With me having severe malnutrition and kidney problems I’m probably not going to absorb much of them anyway. My white blood cell count is very low throwing everything off. Yet no one can tell me why. I’m sad, unhappy, grieving, and I have to pretend I’m not. If I don’t my family will get mad at me. I’m not trying hard enough. If anyone thinks I want to live this way, lonely, scared, disregarded, than they are the fools. I would give anything for a world of sunshine and kindness. A hug I have not had in years. Human contact. I tear up at the hair dresser because I’m not used to someone touching me with kindness. But again I have to pretend. No one wants to be around a sad or negative person. The mask goes on.

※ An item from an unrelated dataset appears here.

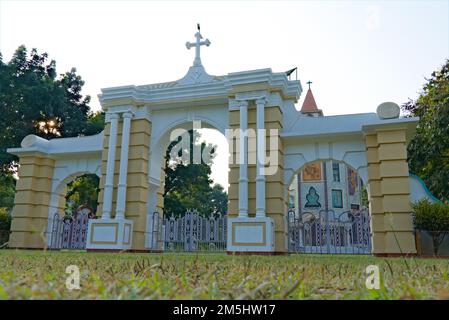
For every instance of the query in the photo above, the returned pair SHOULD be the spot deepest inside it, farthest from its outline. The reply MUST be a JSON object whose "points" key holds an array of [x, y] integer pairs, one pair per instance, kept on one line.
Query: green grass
{"points": [[41, 275]]}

You Know You’re Manic When……

I can tell when I’m manic. The problem with Bipolar Disorder for me is that I’m aware of everything surrounding me most of the time. I might not know what day it is but I’m tuned into people’s emotions around me. It’s a bad thing because I let them effect me. When I’m manic I feel like crawling out of my skin. I want to go somewhere but there’s nowhere to go. I’m kind of irritable and can’t make decisions. I’m like a cat around shiny things. I talk too much but there’s no one to hear me. I get really bad ideas.

One example of this would be asking my father if they keep the blueprints for public buildings available to the public. I also asked him if it would show if the place had alarms. He looked at me a little worried but he wasn’t really paying attention. My idea was to wait until dark, dress all in black, paint my face, and go to the animal rescue place. The one that wants $280 a piece for these 2 Chihuahua brothers I fell in love with. They also want to do a home inspection, have you bring your dogs to the shelter to meet the ones you want to adopt, prove you own your own home, and provide current vet records for any animals in your house. This is too difficult. So I thought I could just go there with some bolt cutters and get my dogs. They loved me when we met. Problem solved. It isn’t the money, or the vet records. It’s bringing my dogs to their shelter and getting my father to agree to show he owns the house. My father is secretive and weird like that. My dogs are both older, one with a heart murmur and the other with Epilepsy. I’m not putting them through that. They’re easy going and spend most of their time sleeping now that Pookie the Chihuahua is gone. They are both depressed. He was the clown and made them play and interact with each other. The change in both of them breaks my heart. These brothers are almost 3 years old and have the perfect personalities. And yes I need them too. They have been at the rescue for awhile now. Can’t they cut me some slack? I have references they can call. It’s killing me. I know my dad. He won’t agree until they are there and then he’ll love them. They’ll never replace Pookie but they will bring some much needed light into this house. And they will be loved. Rambling more than usual is another sign. Plus not wanting to go to sleep. I hold on to these days because I know the others are coming. When you spend most of your time in the darkness and pain sometimes you don’t even want to feel the manic side because it’s a tease of what life could almost be like.